Klinikum Hanau investiert 5,8 Millionen Euro in neuen Kreißsaal
Fläche für Geburtshilfe mehr als verdoppelt – Sectio-OP und Reanimationsraum direkt integriert
Das Klinikum Hanau hat seinen neuen Kreißsaal fertiggestellt und dafür 5,8 Millionen Euro investiert. Auf 668 Quadratmetern stehen künftig drei Entbindungsräume sowie ein direkt integrierter Sectio-OP und ein Reanimationsraum zur Verfügung. Rund 70 Prozent der Investitionskosten wurden nach Angaben des Klinikums über öffentliche Fördermittel finanziert.
Rund ein Jahr dauerten die Bauarbeiten für den neuen Bereich der Geburtshilfe. Gegenüber dem bisherigen Kreißsaal wurde die Fläche von rund 320 auf 668 Quadratmeter mehr als verdoppelt.

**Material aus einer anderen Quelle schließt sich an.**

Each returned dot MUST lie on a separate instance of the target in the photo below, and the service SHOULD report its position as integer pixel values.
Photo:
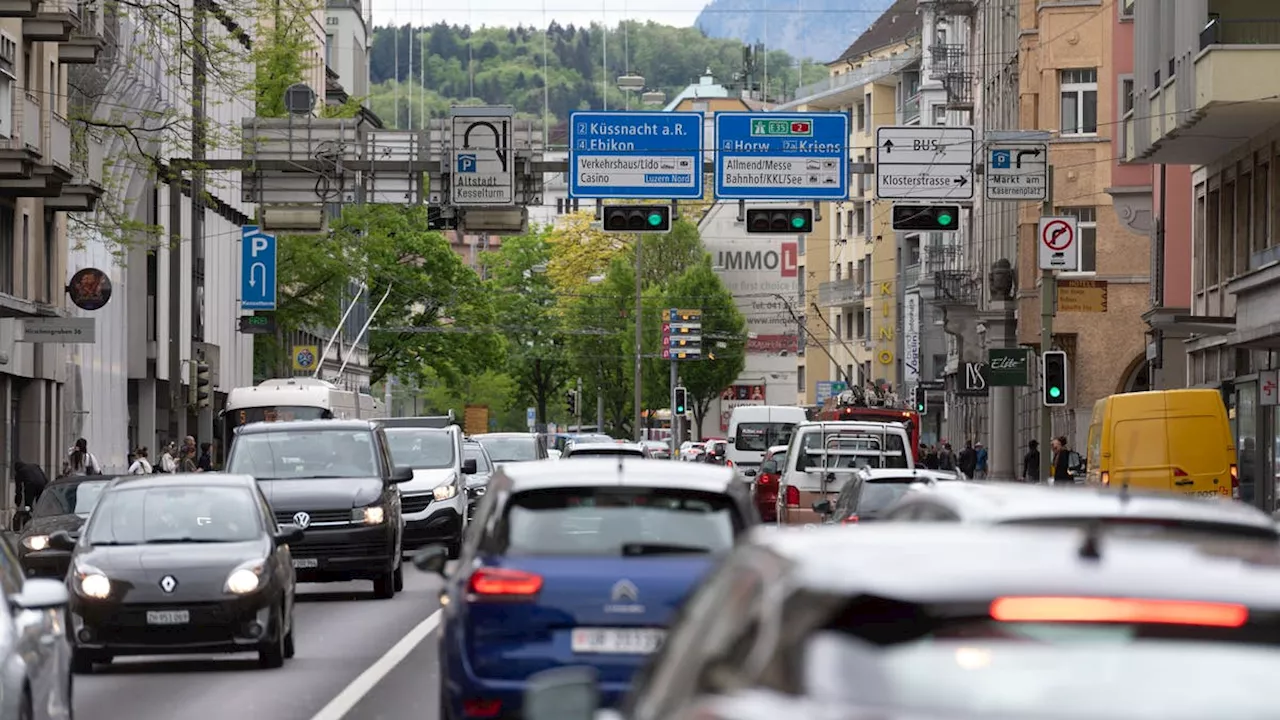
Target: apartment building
(1203, 98)
(876, 81)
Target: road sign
(1269, 387)
(924, 163)
(257, 269)
(59, 329)
(484, 163)
(1016, 171)
(629, 155)
(1059, 244)
(781, 155)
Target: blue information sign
(635, 155)
(257, 269)
(781, 155)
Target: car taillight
(1118, 610)
(501, 582)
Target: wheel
(270, 654)
(384, 586)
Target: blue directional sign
(257, 269)
(781, 155)
(635, 155)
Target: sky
(535, 13)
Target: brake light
(1118, 610)
(502, 582)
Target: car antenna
(1091, 547)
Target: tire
(384, 586)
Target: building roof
(899, 23)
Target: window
(1087, 218)
(1079, 101)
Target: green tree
(723, 337)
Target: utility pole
(1048, 300)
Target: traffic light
(780, 219)
(638, 218)
(927, 218)
(204, 384)
(1055, 377)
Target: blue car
(581, 563)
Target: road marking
(341, 705)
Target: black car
(181, 564)
(336, 481)
(64, 505)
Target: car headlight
(246, 578)
(92, 582)
(373, 515)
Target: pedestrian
(81, 461)
(968, 460)
(1031, 463)
(141, 466)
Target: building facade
(1200, 100)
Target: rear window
(617, 522)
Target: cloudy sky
(535, 13)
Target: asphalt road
(357, 659)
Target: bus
(849, 406)
(293, 399)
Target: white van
(755, 428)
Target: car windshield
(174, 514)
(68, 499)
(420, 449)
(511, 449)
(305, 454)
(476, 452)
(1087, 680)
(617, 522)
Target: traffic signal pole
(1048, 297)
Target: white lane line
(350, 696)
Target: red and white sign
(1059, 244)
(1269, 387)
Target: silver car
(35, 647)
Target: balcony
(87, 41)
(1200, 115)
(839, 294)
(54, 22)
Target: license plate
(168, 616)
(606, 641)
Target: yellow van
(1173, 440)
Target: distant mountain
(818, 30)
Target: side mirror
(289, 534)
(40, 593)
(62, 540)
(562, 693)
(432, 559)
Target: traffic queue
(612, 583)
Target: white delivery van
(753, 429)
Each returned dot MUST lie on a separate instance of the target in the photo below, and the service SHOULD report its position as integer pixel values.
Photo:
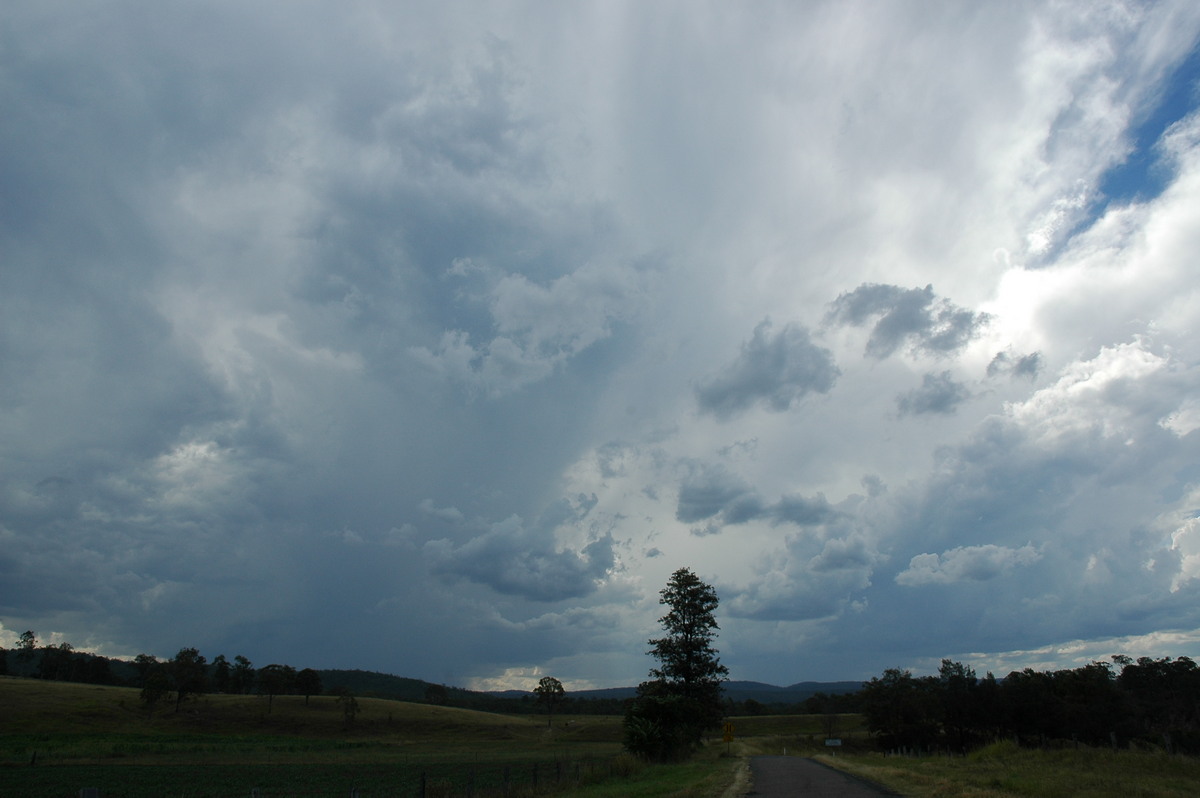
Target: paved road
(784, 777)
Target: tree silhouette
(550, 693)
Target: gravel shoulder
(784, 777)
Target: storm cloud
(469, 325)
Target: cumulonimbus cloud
(966, 563)
(772, 370)
(912, 317)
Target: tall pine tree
(683, 699)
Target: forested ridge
(1125, 701)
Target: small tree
(155, 685)
(189, 672)
(274, 681)
(221, 673)
(550, 693)
(25, 646)
(243, 678)
(309, 684)
(683, 699)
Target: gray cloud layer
(379, 324)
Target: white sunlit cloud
(409, 323)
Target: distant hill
(767, 694)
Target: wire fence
(513, 780)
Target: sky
(431, 339)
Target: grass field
(57, 738)
(1003, 771)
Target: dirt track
(784, 777)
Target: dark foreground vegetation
(1149, 702)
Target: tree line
(1152, 701)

Herzstück sind drei neue Entbindungsräume. Ergänzt werden sie durch zwei Entspannungswannen sowie einen Bewegungs- und Aktivierungsraum für die frühe Phase der Geburt. Die Räume sind klimatisiert und unter anderem mit schallabsorbierenden Deckenelementen ausgestattet.
Sectio-OP verkürzt Wege bei Notfällen
Für die medizinische Versorgung ist insbesondere die räumliche Neuorganisation relevant. Ein neuer Sectio-OP ist unmittelbar in den Kreißsaalbereich integriert. Zusätzlich steht dort ein Reanimationsraum für akute Notfälle zur Verfügung.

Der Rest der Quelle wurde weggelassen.